Fast Times in Palestine by Pamela J. Olson

With the lights flickering and the generator sputtering at my home in Gaza, tonight I finished Pamela Olson’s book, Fast Times in Palestine – A Love Affair with a Homeless Homeland.  (2013: Seal Press)


I thoroughly enjoyed this book, and I hope the author’s book tour in the USA which begins this month (March 2013) is a big success.  This is Olson’s first book, but not her last. She is reportedly already writing #2.

Olson graduated from Stanford University and felt lost.   So she saved up her pennies bartending and decided to travel. She found herself in the Middle East.  Her book chronicles the 2 years she lived in Ramallah, working and writing for an online journal – Palestine Monitor – and serving as foreign press coordinator for Dr. Mustafa Barghouthi’s 2005 presidential campaign.

She climbed olive trees during the harvest season (so have I); she drank many cups of tea while experiencing Palestinian hospitality (so have I); she experienced the brutality of Israeli checkpoints (I have not); and she learned a tremendous amount about the Israeli occupation of Palestine (I have too).

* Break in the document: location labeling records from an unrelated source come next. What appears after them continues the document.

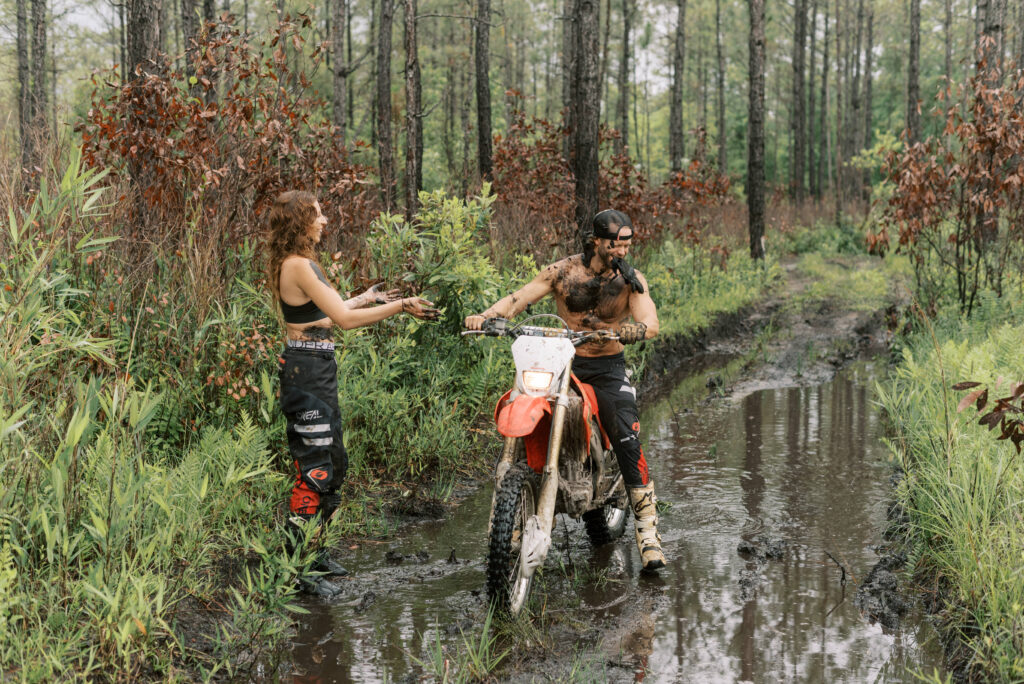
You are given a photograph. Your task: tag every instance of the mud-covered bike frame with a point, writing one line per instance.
(556, 458)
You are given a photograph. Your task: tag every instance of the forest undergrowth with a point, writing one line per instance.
(143, 457)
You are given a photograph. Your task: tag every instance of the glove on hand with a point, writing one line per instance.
(628, 273)
(631, 333)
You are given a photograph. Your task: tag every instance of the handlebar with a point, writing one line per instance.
(501, 328)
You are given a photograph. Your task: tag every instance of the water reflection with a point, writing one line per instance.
(800, 465)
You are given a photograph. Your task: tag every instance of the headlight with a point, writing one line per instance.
(537, 381)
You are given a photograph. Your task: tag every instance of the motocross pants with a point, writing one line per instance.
(616, 404)
(309, 400)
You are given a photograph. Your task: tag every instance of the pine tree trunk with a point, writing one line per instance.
(912, 75)
(25, 114)
(824, 151)
(676, 147)
(798, 122)
(856, 116)
(339, 68)
(812, 186)
(414, 122)
(374, 51)
(482, 60)
(40, 94)
(385, 154)
(624, 80)
(947, 37)
(568, 71)
(586, 112)
(839, 186)
(189, 31)
(868, 77)
(142, 35)
(603, 76)
(723, 167)
(756, 131)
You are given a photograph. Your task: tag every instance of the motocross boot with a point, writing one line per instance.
(645, 512)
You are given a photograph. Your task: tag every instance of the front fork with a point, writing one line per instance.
(537, 535)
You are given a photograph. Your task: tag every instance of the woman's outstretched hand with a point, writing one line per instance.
(378, 295)
(420, 307)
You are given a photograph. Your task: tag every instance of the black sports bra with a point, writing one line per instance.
(307, 312)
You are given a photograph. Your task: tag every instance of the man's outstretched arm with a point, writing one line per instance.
(644, 314)
(514, 304)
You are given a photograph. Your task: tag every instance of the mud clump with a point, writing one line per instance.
(763, 548)
(880, 597)
(397, 558)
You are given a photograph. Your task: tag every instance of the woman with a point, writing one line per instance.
(308, 372)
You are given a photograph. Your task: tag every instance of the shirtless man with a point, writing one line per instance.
(597, 290)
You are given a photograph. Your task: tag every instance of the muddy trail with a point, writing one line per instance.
(766, 451)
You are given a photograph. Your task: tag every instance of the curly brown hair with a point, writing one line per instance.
(288, 224)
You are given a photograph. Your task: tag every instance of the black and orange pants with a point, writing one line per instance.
(309, 401)
(616, 405)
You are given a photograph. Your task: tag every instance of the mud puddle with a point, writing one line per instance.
(777, 500)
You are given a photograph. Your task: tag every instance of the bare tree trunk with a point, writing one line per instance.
(868, 78)
(603, 76)
(676, 147)
(839, 186)
(482, 60)
(624, 80)
(947, 35)
(40, 94)
(142, 34)
(374, 51)
(991, 15)
(25, 114)
(414, 121)
(189, 31)
(824, 138)
(812, 186)
(340, 68)
(122, 25)
(756, 131)
(912, 75)
(350, 115)
(568, 70)
(720, 76)
(448, 104)
(856, 118)
(798, 123)
(385, 155)
(587, 112)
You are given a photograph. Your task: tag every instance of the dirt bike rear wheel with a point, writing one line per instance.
(515, 501)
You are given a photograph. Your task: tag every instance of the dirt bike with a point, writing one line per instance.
(556, 458)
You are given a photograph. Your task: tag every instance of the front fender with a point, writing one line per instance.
(519, 417)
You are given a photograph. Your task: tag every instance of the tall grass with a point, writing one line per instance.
(964, 489)
(142, 456)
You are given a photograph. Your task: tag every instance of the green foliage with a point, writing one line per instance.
(963, 488)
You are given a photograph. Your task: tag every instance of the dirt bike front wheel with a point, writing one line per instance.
(515, 502)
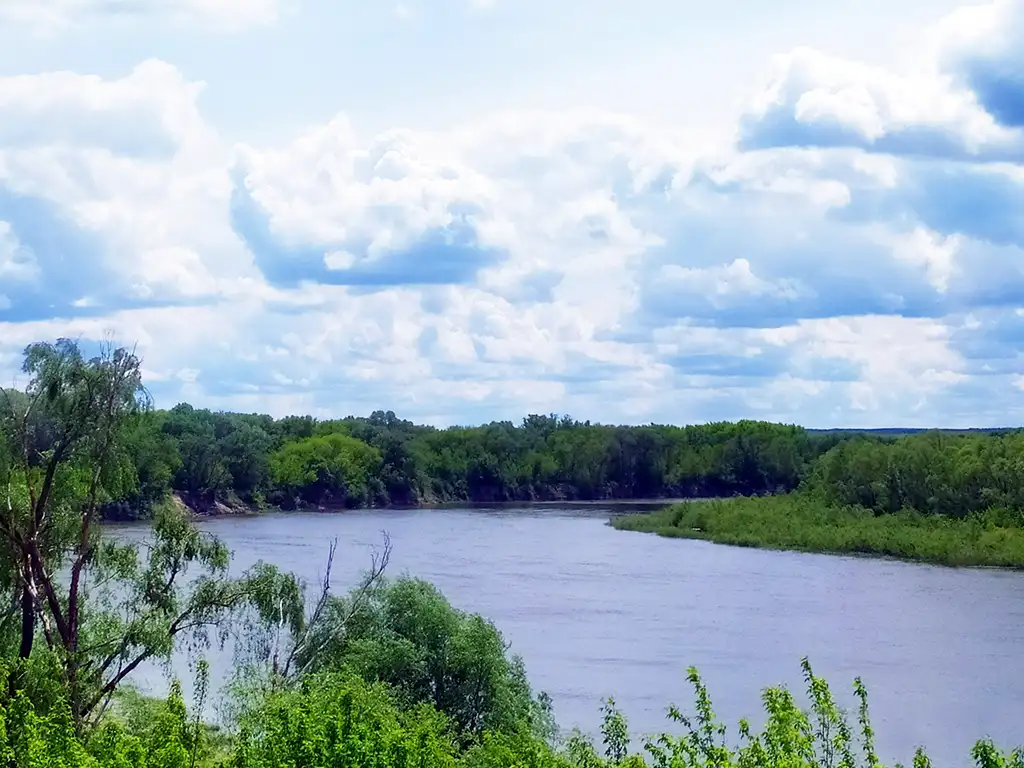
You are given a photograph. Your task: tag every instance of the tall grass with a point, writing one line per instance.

Olson’s clear and engaging writing style draws the reader along on each step of her journey.  I have only visited the West Bank once (2004) but now I feel I’ve returned.  And I hope many Americans (and readers around the world) who may never have a chance to visit Palestine themselves, will catch a glimpse through Olson’s eyes and heart.

She mixes humor with heart-wrenching sadness as she describes Palestine today.  Readers will also learn a good bit about the history of the occupation, and some of the key figures involved in this history.

How did she manage to put so much into this “little” book?   Read it and find out for yourself.  Olson is blogging here.


One response to “Fast Times in Palestine by Pamela J. Olson

  1. Thanks so much for reading. I’m really glad you enjoyed my book. I hope it can serve as a tool for educating more Americans (and Westerners in general) about the realities in Palestine — most of which are carefully hidden from our view.